3.  Kevin, a 57 year-old patient has presented to your wellness clinic for follow-up after being treated in the hospital for congestive heart failure (CHF). When questioning Kevin about his adherence to a newly-prescribed diet and medication regimen consisting of diuretics, beta-blockers, and ace-inhibitors (all medications with impotence as a potential adverse effect), Kevin states, “Nurse, I don’t want to take those medications! A good friend of mine is a Physician and he told me that some of those medications will keep me from performing in bed with my wife! He said I may need Viagra® if I take them! So, I haven’t been taking them because I don’t want to lose my ability to satisfy my wife! Isn’t there anything else I can do?” Kevin’s physical exam reveals 2+ pitting edema and crackles in the bilateral lung fields (both signs of the effects of CHF on the pulmonary and cardiovascular system).

A.  Congestive heart failure is a life-threatening condition with a five-year mortality rate of 50%! Do you think Kevin understands his illness? What are some communication techniques you could employ to help educate Kevin about his disease?

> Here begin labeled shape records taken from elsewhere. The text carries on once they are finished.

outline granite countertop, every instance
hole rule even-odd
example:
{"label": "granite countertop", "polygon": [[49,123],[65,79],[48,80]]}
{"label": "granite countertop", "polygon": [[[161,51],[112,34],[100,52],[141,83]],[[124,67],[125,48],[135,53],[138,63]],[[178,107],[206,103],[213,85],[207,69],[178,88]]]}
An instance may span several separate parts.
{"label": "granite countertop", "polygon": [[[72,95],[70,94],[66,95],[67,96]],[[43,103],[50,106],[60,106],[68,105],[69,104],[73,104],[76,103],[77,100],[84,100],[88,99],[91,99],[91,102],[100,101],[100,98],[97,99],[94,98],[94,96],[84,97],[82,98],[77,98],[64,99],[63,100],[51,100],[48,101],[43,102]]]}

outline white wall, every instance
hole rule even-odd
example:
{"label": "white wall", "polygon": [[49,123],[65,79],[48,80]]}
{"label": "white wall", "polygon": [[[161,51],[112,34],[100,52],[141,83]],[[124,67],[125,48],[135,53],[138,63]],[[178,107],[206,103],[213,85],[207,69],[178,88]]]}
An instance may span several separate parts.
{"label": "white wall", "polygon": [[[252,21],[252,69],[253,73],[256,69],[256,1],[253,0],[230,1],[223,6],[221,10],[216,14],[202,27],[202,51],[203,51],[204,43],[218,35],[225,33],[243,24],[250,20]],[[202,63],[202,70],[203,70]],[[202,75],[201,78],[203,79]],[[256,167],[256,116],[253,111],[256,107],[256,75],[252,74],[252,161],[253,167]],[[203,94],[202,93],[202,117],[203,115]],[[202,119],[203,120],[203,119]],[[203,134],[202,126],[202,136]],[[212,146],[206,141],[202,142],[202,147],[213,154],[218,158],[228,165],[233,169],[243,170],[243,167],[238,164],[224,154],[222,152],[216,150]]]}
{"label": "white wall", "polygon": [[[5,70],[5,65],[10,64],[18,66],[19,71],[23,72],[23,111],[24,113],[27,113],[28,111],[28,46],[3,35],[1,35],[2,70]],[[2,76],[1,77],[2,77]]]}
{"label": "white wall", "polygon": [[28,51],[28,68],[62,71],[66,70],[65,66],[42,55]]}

B.  What is impotence? If a medication has impotence listed as a potential adverse effect in its side effect panel, should a male patient stop taking this medications altogether?

C.  What are some ways that Kevin can monitor his sexual relationships to ensure that the activity of the cardiac muscle is decreased?

D.  What are some educational interventions the nurse can provide for Kevin and his wife if he does experience erectile dysfunction as a result of his medications?

4.  Brian and Martha, a newly-wed couple, have presented to the wellness clinic to discuss fertility and contraception concerns. The couple has decided that they do not want to have a baby at this time because Brian has just enrolled in Nursing School and the couple doesn’t have the financial means to care for a child. Martha asks, “We just don’t know what to do. Before we got married, we used condoms when we had sex. But now that we are married, we don’t want to do this anymore. Is there another approach that will work?”

A.  What are some methods of birth control and what are some positive and negative characteristics of these methods?

B.  What are some important educational interventions the nurse would provide regarding the use of nonprescription methods?

C.  What are some communication techniques the nurse could utilize when teaching a young adult couple about birth control? What is the most effective way for the patient(s) to acknowledge an understanding of appropriate usage?